Deutsches Theater

Berlin, Germany

The Deutsches Theater in Berlin is a well-known German theatre. It was built in 1850 as Friedrich-Wilhelm-Städtisches Theater, after Frederick William IV of Prussia. Located on Schumann Street the Deutsches Theater consists of two adjoining stages that share a common, classical facade. The main stage was built in 1850, originally for operettas. Adolf L'Arronge founded the Deutsches Theater in 1883 with the ambition of providing Berliners with a high-quality ensemble-based repertory company on the model of the German court theatre, the Meiningen Ensemble, which had been developed by Georg II, Duke of Saxe-Meiningen and his colleagues to become "the most widely admired and imitated company in Europe", thanks to its historically accurate sets and costumes, vividly-realized crowd scenes, and meticulous directorial control.
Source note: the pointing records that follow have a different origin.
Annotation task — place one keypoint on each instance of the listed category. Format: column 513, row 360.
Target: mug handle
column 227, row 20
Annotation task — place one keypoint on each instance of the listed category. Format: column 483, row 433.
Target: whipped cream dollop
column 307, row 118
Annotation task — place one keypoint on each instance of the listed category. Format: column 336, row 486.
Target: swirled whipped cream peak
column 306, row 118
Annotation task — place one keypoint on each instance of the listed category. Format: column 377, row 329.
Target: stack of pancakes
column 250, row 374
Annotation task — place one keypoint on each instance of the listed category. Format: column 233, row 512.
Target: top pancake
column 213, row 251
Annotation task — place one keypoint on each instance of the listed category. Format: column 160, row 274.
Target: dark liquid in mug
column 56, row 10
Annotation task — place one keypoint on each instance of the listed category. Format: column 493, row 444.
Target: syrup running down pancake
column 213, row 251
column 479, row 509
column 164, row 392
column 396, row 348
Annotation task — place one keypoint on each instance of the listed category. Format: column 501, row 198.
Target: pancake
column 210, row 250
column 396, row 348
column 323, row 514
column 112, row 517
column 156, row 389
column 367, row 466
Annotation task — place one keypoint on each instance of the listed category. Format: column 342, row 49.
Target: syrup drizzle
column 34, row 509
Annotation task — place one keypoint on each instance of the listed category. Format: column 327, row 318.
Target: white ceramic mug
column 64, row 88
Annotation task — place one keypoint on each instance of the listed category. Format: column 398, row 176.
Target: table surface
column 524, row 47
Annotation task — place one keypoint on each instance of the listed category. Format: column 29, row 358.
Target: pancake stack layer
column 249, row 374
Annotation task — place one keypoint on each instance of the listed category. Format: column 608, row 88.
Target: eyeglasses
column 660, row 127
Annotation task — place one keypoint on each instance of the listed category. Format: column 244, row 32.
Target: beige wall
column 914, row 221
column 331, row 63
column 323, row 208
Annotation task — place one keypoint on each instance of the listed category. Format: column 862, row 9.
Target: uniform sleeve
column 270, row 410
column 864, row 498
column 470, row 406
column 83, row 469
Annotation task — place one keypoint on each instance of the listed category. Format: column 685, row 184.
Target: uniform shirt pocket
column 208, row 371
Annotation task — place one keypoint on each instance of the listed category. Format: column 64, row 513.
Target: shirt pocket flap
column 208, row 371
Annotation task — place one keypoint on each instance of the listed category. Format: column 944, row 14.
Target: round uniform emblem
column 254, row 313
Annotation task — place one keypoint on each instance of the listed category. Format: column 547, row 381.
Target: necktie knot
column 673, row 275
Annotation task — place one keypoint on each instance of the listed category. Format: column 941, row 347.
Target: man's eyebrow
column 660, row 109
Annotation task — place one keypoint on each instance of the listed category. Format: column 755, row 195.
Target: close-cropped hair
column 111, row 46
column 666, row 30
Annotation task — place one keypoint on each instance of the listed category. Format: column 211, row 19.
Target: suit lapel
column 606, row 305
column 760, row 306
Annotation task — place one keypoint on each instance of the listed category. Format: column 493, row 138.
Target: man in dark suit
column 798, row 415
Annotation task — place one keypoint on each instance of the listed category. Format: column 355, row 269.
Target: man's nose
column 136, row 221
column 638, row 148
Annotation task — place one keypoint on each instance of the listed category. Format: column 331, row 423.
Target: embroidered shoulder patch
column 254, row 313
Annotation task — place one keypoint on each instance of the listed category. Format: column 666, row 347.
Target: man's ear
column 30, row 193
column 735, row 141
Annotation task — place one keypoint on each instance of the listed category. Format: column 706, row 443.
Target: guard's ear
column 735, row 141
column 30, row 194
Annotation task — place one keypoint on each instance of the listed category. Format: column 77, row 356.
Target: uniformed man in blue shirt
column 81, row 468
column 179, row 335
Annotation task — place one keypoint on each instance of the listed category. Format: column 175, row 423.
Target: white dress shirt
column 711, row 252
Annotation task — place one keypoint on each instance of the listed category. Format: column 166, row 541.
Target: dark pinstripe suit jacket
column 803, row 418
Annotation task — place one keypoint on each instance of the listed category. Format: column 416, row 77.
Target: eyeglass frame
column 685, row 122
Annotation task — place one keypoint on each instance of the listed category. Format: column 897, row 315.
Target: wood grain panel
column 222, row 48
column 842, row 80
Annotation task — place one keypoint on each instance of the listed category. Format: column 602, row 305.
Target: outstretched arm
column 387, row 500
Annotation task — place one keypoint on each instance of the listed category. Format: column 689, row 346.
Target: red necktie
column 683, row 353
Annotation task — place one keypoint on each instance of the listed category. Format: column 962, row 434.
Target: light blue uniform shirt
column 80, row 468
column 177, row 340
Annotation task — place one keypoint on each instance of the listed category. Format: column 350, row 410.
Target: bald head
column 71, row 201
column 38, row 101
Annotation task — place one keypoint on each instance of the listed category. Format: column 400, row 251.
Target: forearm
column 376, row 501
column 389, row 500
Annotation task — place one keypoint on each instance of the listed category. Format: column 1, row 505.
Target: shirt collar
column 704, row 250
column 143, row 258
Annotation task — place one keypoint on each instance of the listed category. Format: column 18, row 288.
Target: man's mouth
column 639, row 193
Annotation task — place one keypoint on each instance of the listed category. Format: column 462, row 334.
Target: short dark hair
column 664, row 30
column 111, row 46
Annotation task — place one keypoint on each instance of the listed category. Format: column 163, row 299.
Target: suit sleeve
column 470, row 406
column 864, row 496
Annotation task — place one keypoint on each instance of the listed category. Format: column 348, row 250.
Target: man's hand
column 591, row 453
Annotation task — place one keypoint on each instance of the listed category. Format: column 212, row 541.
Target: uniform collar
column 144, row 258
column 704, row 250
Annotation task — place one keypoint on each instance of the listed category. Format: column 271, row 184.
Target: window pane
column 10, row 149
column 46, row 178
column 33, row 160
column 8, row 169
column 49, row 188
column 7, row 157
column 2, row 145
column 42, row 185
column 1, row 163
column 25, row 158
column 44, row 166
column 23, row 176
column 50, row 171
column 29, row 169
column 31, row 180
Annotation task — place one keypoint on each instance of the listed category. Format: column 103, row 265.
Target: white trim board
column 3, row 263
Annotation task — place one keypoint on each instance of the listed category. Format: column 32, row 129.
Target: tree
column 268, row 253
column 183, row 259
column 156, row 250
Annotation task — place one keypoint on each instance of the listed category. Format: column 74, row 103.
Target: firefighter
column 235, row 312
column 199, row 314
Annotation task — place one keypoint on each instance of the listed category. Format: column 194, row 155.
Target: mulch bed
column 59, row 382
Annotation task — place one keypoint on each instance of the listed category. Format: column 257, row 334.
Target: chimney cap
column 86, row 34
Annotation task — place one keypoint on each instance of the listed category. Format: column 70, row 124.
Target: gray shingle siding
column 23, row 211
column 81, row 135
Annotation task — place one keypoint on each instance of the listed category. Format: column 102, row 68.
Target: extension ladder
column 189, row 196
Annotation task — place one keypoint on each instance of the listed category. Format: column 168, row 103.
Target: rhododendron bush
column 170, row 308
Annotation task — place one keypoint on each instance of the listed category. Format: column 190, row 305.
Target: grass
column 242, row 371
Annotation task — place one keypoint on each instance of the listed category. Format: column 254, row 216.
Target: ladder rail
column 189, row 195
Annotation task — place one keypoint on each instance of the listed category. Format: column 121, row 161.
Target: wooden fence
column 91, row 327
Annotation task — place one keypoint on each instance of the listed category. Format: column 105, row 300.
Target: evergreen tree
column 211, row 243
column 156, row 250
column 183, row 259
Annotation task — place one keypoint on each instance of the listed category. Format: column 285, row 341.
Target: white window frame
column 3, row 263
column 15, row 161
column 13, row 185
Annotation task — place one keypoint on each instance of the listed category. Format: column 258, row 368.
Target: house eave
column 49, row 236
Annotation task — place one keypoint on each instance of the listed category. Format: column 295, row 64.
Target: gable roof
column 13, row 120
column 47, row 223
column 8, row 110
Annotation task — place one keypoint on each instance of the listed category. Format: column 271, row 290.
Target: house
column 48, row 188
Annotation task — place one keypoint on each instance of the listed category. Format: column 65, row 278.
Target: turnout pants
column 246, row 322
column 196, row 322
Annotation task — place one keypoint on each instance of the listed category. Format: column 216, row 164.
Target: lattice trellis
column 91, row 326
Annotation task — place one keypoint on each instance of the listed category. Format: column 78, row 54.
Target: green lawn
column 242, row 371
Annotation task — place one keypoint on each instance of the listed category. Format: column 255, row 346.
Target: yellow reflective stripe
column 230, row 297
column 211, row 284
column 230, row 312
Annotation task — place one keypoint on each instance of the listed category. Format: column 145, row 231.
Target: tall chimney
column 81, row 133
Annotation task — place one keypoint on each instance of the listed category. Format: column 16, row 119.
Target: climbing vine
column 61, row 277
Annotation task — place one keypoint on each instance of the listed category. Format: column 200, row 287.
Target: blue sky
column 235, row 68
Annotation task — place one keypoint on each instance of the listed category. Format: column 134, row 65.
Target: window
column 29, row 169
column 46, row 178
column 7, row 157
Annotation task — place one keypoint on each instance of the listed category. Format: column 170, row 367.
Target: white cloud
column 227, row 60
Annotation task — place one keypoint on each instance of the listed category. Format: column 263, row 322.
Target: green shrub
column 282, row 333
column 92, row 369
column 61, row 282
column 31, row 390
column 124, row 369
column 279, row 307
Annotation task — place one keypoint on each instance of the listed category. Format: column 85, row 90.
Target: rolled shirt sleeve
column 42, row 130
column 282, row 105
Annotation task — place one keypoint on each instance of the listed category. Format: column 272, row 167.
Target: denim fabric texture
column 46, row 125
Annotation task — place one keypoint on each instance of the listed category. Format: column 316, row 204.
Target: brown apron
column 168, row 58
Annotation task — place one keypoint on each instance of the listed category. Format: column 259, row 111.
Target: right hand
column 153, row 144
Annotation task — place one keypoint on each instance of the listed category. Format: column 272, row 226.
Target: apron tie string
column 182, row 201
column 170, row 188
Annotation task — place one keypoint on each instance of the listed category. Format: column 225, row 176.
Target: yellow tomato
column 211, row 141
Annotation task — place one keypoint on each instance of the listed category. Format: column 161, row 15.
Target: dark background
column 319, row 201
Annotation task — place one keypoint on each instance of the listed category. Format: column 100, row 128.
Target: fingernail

Otto Brahm, the leading exponent of theatrical Naturalism in Germany, took over the direction of the theatre in 1894, and applied that approach to a combination of classical productions and stagings of the work of the new realistic playwrights. One of Brahm's ensemble, the legendary theatre director Max Reinhardt, took over the directorship in 1904. Under his leadership it acquired a reputation as one of the most significant theatres in the world. In 1905 he founded a theatre-school and built a chamber theatre. Reinhardt remained the artistic director of the theatre until he fled Nazi Germany in 1933. The Deutsches Theater remains one of the most prominent companies in Berlin.